Anyone who knows me or follows me on social media knows how much I freaking love Twin Peaks. I love the characters, I love the setting, the sense of humor, the music and pretty much everything about it. David Lynch and Mark Frost created a wonderful world that I will constantly go back to and never ever tire of. So maybe it comes as a surprise to no one to learn that my favorite David Lynch film might be Twin Peaks: Fire Walk with Me. Is it his best film? Probably not. Is it Lynch at his artistic peak? Well, no. But it might be his most emotionally resonant film (outside of perhaps The Elephant Man).

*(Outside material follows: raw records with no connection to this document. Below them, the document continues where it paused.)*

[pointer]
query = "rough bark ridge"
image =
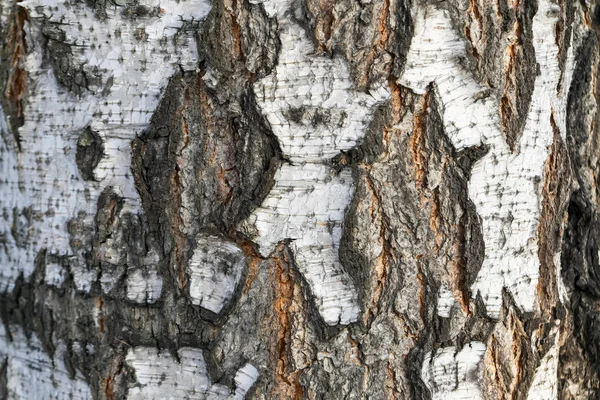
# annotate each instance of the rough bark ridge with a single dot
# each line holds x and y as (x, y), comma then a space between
(299, 199)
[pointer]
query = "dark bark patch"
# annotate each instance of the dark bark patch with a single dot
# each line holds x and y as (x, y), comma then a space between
(90, 149)
(13, 76)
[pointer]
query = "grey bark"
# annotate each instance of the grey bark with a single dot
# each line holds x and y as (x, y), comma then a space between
(411, 199)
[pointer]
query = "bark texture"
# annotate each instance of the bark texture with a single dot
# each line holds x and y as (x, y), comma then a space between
(288, 199)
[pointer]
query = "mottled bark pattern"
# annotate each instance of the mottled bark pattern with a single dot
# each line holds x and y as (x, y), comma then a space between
(286, 199)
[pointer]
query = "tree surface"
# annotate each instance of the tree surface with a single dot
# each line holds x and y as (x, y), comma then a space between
(289, 199)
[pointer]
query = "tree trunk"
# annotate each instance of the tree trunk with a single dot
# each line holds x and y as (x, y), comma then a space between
(273, 199)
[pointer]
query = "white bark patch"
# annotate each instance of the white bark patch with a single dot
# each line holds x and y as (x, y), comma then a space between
(545, 380)
(215, 270)
(504, 186)
(446, 301)
(314, 112)
(160, 376)
(32, 374)
(138, 57)
(452, 374)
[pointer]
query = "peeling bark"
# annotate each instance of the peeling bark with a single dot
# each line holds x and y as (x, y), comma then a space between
(299, 199)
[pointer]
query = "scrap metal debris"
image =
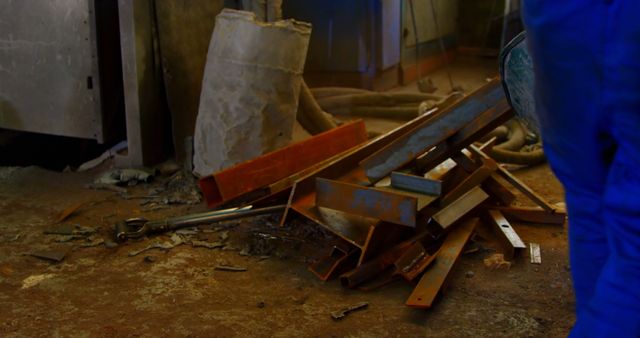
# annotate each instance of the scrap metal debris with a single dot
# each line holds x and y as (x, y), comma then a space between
(394, 210)
(534, 252)
(342, 313)
(176, 240)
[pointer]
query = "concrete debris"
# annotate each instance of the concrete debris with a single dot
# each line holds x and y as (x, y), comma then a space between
(187, 232)
(75, 230)
(176, 240)
(208, 245)
(105, 156)
(128, 177)
(342, 313)
(168, 168)
(92, 242)
(50, 255)
(34, 280)
(534, 253)
(230, 268)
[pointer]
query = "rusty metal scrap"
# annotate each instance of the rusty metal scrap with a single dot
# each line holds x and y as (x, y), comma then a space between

The reason why the film is so emotional and therefore works so well is because Lynch places us right into Laura Palmer’s world, in what is to become the last week in her life. And the film also depicts how Laura deals with the abuse and the dread of knowing you will die soon not in a realistic way but in a much more expressionistic manner, which helps us relate to Laura and what she goes through much more than if it had been depicted in a realistic manner, in my opinion. There are also some very inspired creative choices on Lynch’s part, such as playing music so loud in certain scenes that the actors need to be subtitled (which I’ve stolen for a script I’m writing). And also, the entire cast is excellent (David Bowie shows up in one scene), but Sheryl Lee delivers an astounding and fearless performance as Laura Palmer that I believe is/was Oscar-worthy (but of course the Academy doesn’t give out awards to great movies).

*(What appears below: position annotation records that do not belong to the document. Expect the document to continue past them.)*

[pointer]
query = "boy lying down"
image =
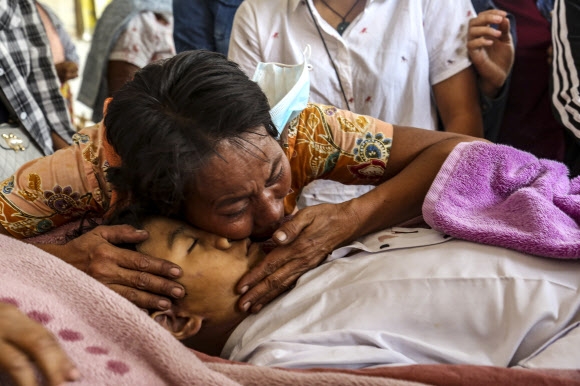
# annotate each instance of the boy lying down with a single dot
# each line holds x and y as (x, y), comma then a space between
(449, 302)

Even though I still have yet to see Mulholland Drive, Inland Empire, Wild at Heart and I probably need to revisit Eraserhead and Blue Velvet, it might be tough for any of those films to top Fire Walk with Me, in my humble opinion.

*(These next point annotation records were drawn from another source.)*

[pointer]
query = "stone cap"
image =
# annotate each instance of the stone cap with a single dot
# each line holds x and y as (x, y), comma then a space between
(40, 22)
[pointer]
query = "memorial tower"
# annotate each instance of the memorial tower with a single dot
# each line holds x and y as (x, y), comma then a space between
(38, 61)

Mulholland Dr. (2001), introduced by Akram Herrak

David Lynch’s penultimate film is a perfect emblem of his work: dreamy, often frightening and very strange. As my personal introduction to Lynch’s filmography, Mulholland Dr. was unlike anything I’d ever seen before, with its branching plots, its tendency to jump into nightmarish worlds, and its ability to blend them with the mundane and everyday life of Hollywood. Originally planned to be a TV series, Lynch shot the entire first half of the film in 1999, and after TV executives refused it, he shot the second half and turned it into a feature film. That explains one of the oddest transitions in the film, which is the blue box mystery, the tool Lynch utilizes to bring the two halves of the film together and constantly refuses to explain or clarify. In an attempt to describe the plot, I will say that it is about an aspiring actress who moves into L.A. only to find an amnesic woman in her apartment and aids her to find out what happened to her, while a mysterious group forces a director to cast a certain actress, a nightmare hides in an alley behind a diner, and an emcee in club “Silencio” explains how everything is an illusion that is pre-recorded. It does not make any sense, I know, but that doesn’t stop it from being one of Lynch’s best and most enjoyable film. While it is not as experimental as something like Eraserhead, and not as straightforward and traditional (narratively speaking) as something like The Elephant Man, Mulholland Dr. is something singular, even in Lynch’s own bizarre and unorthodox filmography. “I like to remember things my own way. How I remembered them, not necessarily how they happened,” David Lynch often says, and I feel that perfectly describes his filmmaking, which is unapologetically personal. A great example of that is The Cowboy Man, which Lynch dreamed of one night, added to the film, and refused to give any explanation for. What a beautiful weirdo.